At some point, while the regiment began to march, Lanahan had broken loose of his chains, armed himself with a musket, and actively hunted for his jailer. “The Major, accompanied by Assistant Surgeon W. Charles Rogers, rode towards Lanahan and ordered him to give up the gun,” recorded a reporter on the scene.
“Lanahan refused; and while the Major was in the act of getting off his horse to enforce the order, Lanahan retreated a few steps, took deliberate aim, and shot the Major in the back with a ball and three buckshot.”
The beloved Major Lewis died within minutes.
Lanahan was immediately placed under armed guard and his journey through the Union Army’s military justice machinery began. On October 21, 1861, a court martial was convened at headquarters near the front. The officers found Private John Lanahan guilty of the charge of murder and “therefore did sentence him… to be hanged by the neck till he be dead.”
The findings of the officers at Frederick were confirmed by Major General George B. McClellan on December 13 and the date for the sentence to be carried out was set for December 23, 1861 at Frederick, Maryland where Banks’ division had begun to settle in for winter quarters.
The 23rd dawned storming and windy in Camp White, the temporary quarters of the 28th New York Volunteers three miles west of Frederick. The encampment “was in a beautifully situated maple grove at the foot of the mountains, on an elevation overlooking the city,” wrote one member of the 28th New York.
By noon, a worsening storm of sleet and snow had blown in from the west. Proceedings were scheduled for 2 o’clock in the afternoon. Thousands of soldiers encamped near Frederick were marched west toward the mountains to the scene of the execution.
Among the men standing, awaiting the Lanahan’s arrival from the guard house in Frederick was Private Van Willard of the 3rd Wisconsin. Willard left his post as a nurse at the regimental hospital, located inside a pair of Revolutionary War-era stone buildings nicknamed the “Hessian Barracks,” as “the wind blew fiercely, dashing the sleet against the wooden panes and whistling around these old barrack buildings like the wail of a thousand fiends.”
Private Willard leaves behind the most moving narrative of the events. Below is his account of the affair, written in his journal on December 23 and Christmas Eve, 1861.
I was present at the execution, never did I witness a more revolting spectacle… It was a sad affair to see him hung – he was so young, so interesting in appearance. There was not a soldier’s heart that did not throb with emotions of sympathy. As the carriage in which he was approached the place of execution accompanied by the Wisconsin 3rd, the band played a solemn death march and the long line marched slowly on, forming a hollow square around the scaffold.

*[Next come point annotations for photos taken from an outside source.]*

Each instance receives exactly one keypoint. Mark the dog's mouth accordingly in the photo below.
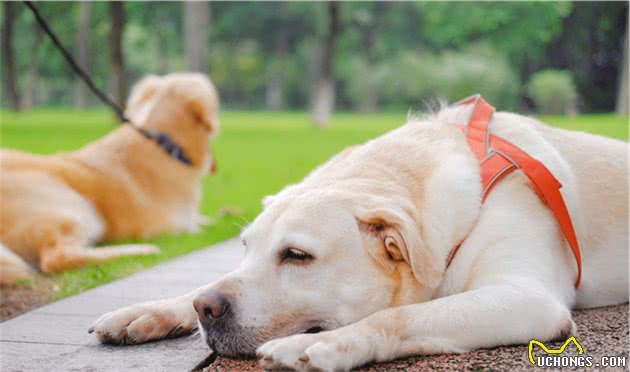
(315, 329)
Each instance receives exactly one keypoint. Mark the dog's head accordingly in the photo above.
(318, 258)
(183, 105)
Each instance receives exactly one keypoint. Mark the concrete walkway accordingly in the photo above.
(55, 338)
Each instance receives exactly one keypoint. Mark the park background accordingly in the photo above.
(299, 81)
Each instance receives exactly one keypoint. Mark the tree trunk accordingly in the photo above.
(26, 101)
(275, 91)
(196, 25)
(622, 95)
(8, 61)
(82, 53)
(117, 72)
(323, 101)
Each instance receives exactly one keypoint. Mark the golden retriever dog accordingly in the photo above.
(350, 265)
(55, 208)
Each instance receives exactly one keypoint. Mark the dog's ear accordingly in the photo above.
(400, 236)
(141, 94)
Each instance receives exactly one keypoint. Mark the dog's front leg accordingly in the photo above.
(485, 317)
(148, 321)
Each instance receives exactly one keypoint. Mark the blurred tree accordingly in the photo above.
(275, 91)
(82, 52)
(323, 101)
(590, 46)
(8, 61)
(622, 95)
(196, 24)
(519, 29)
(117, 24)
(26, 101)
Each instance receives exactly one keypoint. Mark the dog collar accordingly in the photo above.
(498, 158)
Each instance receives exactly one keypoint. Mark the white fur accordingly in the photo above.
(389, 294)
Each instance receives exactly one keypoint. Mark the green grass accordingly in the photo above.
(257, 154)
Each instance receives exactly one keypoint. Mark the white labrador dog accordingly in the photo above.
(349, 266)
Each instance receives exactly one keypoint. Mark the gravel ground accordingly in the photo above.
(602, 331)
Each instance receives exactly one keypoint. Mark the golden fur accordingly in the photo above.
(120, 186)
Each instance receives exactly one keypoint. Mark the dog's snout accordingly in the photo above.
(210, 305)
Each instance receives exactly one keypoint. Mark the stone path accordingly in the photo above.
(55, 338)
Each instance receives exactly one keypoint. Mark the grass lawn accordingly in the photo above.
(257, 154)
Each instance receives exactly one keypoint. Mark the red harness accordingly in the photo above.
(498, 158)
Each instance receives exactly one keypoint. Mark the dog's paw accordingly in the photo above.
(145, 322)
(307, 352)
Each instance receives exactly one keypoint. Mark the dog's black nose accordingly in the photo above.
(211, 304)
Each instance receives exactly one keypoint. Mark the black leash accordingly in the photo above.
(161, 139)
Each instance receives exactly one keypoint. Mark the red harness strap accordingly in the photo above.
(498, 158)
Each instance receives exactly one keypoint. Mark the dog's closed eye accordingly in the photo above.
(295, 256)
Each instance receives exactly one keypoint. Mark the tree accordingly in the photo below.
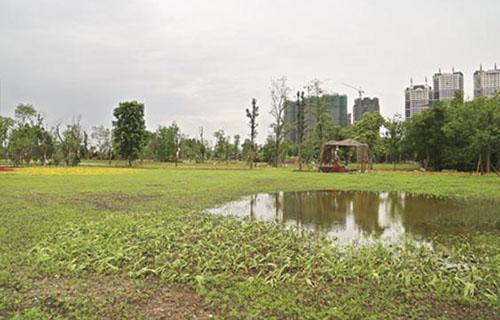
(167, 143)
(393, 138)
(301, 126)
(279, 94)
(321, 120)
(5, 126)
(71, 143)
(102, 139)
(252, 115)
(26, 113)
(473, 133)
(27, 136)
(236, 147)
(129, 129)
(222, 148)
(425, 139)
(367, 130)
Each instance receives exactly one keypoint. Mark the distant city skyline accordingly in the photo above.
(200, 63)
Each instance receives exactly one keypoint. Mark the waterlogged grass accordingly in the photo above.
(69, 244)
(72, 171)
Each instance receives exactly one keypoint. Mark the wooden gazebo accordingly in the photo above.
(329, 158)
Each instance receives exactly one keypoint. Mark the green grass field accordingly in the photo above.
(94, 244)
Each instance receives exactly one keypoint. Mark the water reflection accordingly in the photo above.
(356, 216)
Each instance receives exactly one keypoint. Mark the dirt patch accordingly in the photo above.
(175, 303)
(110, 298)
(113, 201)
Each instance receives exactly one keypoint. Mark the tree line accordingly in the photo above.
(457, 135)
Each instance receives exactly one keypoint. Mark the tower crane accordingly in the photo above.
(359, 90)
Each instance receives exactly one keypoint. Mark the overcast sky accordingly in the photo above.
(200, 62)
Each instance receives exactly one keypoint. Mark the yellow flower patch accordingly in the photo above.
(74, 171)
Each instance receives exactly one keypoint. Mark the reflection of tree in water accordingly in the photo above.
(424, 216)
(321, 210)
(366, 207)
(324, 210)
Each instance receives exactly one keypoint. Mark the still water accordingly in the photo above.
(359, 217)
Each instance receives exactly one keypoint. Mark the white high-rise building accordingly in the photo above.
(417, 98)
(447, 84)
(486, 83)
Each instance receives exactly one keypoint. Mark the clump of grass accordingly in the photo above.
(219, 256)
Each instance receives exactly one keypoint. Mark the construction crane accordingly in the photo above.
(359, 90)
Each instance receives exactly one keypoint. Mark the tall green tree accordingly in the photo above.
(129, 129)
(393, 138)
(102, 140)
(367, 130)
(222, 148)
(425, 140)
(6, 125)
(252, 115)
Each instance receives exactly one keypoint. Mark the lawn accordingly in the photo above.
(134, 243)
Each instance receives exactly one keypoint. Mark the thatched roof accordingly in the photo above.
(345, 143)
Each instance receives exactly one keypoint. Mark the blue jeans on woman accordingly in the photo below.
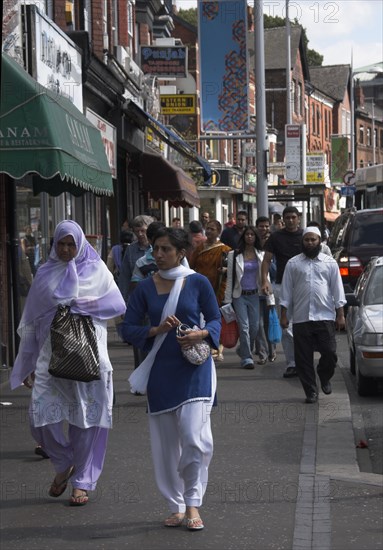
(246, 308)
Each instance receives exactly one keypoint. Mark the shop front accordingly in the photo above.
(52, 166)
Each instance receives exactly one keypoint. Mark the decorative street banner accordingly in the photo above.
(339, 158)
(222, 31)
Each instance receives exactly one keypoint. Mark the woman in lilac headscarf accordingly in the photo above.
(74, 275)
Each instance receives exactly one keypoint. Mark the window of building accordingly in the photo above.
(348, 123)
(361, 134)
(326, 124)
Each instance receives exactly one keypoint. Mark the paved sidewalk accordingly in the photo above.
(284, 474)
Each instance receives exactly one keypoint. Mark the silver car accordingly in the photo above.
(364, 325)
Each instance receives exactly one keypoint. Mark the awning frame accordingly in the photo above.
(45, 135)
(164, 181)
(172, 139)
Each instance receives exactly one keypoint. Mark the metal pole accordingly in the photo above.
(352, 106)
(260, 102)
(288, 65)
(373, 132)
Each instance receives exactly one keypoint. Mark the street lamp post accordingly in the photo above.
(259, 46)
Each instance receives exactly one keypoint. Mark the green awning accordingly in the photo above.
(44, 134)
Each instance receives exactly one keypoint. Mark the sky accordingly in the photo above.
(339, 30)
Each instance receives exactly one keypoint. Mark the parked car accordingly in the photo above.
(364, 326)
(357, 236)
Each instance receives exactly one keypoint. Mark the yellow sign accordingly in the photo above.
(315, 177)
(178, 104)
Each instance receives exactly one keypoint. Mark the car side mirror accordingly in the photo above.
(352, 300)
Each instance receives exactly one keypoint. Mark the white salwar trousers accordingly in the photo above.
(182, 448)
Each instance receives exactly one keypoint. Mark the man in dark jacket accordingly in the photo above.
(231, 235)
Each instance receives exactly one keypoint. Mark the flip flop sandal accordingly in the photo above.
(194, 524)
(57, 489)
(175, 520)
(79, 500)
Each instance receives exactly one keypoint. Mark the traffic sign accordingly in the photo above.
(349, 178)
(347, 190)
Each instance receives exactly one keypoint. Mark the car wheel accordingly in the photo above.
(363, 383)
(352, 360)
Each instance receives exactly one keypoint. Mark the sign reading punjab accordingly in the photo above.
(178, 104)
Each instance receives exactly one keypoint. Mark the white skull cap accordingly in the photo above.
(312, 229)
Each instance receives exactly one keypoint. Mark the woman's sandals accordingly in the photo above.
(175, 520)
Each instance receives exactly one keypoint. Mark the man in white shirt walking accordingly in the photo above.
(312, 296)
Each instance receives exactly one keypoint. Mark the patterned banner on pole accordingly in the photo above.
(223, 66)
(339, 158)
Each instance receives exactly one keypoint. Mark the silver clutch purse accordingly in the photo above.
(197, 353)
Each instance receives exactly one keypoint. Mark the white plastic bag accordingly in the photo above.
(228, 313)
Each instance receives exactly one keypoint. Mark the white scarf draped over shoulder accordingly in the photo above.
(139, 378)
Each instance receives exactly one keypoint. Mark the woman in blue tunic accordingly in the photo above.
(180, 395)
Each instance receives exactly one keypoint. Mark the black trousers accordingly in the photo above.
(309, 337)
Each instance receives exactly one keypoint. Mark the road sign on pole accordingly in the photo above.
(349, 178)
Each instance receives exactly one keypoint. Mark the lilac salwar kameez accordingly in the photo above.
(83, 410)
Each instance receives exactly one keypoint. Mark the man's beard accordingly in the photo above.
(311, 252)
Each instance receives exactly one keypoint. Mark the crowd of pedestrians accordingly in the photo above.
(156, 279)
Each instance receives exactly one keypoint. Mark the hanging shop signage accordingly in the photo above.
(178, 104)
(109, 139)
(164, 61)
(293, 152)
(51, 57)
(315, 168)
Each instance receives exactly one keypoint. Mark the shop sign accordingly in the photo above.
(55, 60)
(178, 104)
(315, 166)
(293, 152)
(164, 61)
(108, 136)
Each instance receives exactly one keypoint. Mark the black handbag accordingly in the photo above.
(74, 347)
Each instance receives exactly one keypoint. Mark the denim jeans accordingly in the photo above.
(247, 311)
(287, 333)
(263, 347)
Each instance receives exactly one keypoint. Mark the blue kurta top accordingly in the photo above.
(173, 380)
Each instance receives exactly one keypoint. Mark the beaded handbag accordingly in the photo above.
(199, 352)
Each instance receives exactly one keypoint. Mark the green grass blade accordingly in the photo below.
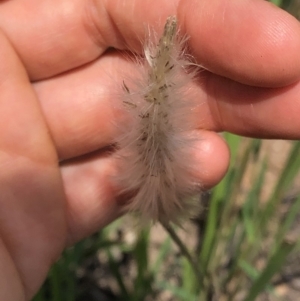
(273, 266)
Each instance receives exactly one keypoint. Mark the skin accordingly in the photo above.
(57, 116)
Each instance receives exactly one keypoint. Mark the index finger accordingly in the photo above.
(248, 41)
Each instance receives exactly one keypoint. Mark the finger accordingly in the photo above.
(92, 193)
(252, 111)
(72, 33)
(82, 107)
(62, 35)
(32, 221)
(252, 42)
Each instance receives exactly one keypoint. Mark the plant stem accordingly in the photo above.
(185, 252)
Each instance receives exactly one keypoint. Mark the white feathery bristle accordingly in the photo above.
(155, 150)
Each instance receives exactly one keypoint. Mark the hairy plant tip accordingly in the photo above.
(156, 149)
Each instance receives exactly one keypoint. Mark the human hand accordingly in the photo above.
(48, 117)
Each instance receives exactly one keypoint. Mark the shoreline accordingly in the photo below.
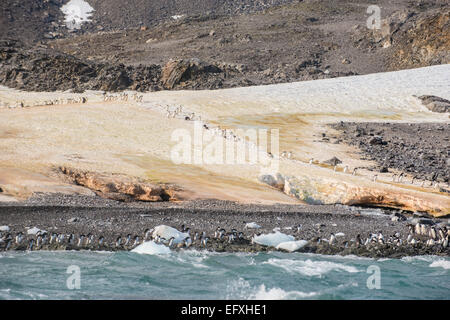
(84, 215)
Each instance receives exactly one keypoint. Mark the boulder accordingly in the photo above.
(333, 161)
(435, 104)
(176, 71)
(120, 188)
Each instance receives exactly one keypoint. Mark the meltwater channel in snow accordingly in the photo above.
(202, 275)
(76, 13)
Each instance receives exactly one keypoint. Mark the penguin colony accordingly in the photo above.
(420, 235)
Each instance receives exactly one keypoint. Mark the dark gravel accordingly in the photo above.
(420, 149)
(100, 217)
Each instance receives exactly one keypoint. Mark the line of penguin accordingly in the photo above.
(419, 235)
(62, 241)
(398, 178)
(22, 104)
(122, 97)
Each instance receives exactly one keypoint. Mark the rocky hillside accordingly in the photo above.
(214, 44)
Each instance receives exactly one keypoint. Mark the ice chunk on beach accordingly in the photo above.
(272, 239)
(35, 230)
(292, 246)
(76, 12)
(252, 225)
(167, 232)
(150, 247)
(440, 263)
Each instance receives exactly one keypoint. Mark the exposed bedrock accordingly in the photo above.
(351, 191)
(120, 187)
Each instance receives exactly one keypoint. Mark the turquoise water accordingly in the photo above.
(201, 275)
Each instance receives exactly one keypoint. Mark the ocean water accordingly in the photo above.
(202, 275)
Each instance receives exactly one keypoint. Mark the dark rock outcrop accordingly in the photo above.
(435, 104)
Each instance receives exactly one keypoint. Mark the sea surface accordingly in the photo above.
(203, 275)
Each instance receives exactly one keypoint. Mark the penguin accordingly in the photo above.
(180, 245)
(118, 241)
(432, 233)
(380, 237)
(205, 241)
(171, 242)
(90, 239)
(19, 238)
(221, 233)
(147, 234)
(358, 240)
(441, 234)
(30, 245)
(38, 241)
(136, 241)
(332, 239)
(8, 244)
(188, 242)
(127, 241)
(52, 238)
(410, 237)
(417, 228)
(216, 233)
(71, 239)
(60, 238)
(81, 240)
(423, 229)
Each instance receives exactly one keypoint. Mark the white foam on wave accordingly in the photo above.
(309, 267)
(150, 247)
(252, 225)
(242, 290)
(441, 264)
(272, 239)
(167, 232)
(76, 13)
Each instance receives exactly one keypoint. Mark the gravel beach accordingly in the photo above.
(81, 215)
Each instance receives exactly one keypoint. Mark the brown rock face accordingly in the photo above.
(176, 71)
(121, 188)
(436, 104)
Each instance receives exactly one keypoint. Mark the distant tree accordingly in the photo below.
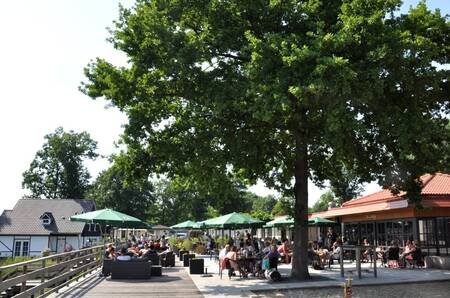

The prisoner viewed the preparations for his death calmly and without a shudder. He was very cool and self possessed and walked up the scaffold with a firm tread, and looked calmly around the long lines of soldiers below
He was very pale but bore his fate without a murmur. When upon the scaffold, he was asked if he was ready. He said he that he was, that he was ready and willing to die,and that he had nothing to say only[,] “tell the soldiers to shun the use of intoxicating liquor.” All then descended from the scaffold and he was kept standing alone. The trap was sprung – he fell, his neck was broken, and after a few slight struggles he was dead.
Private John Lanahan’s body was taken to St. John’s Catholic Cemetery in the northeastern corner of Frederick and interred without pomp nor circumstance.
He remains their today, under a stone that misstates the day he died.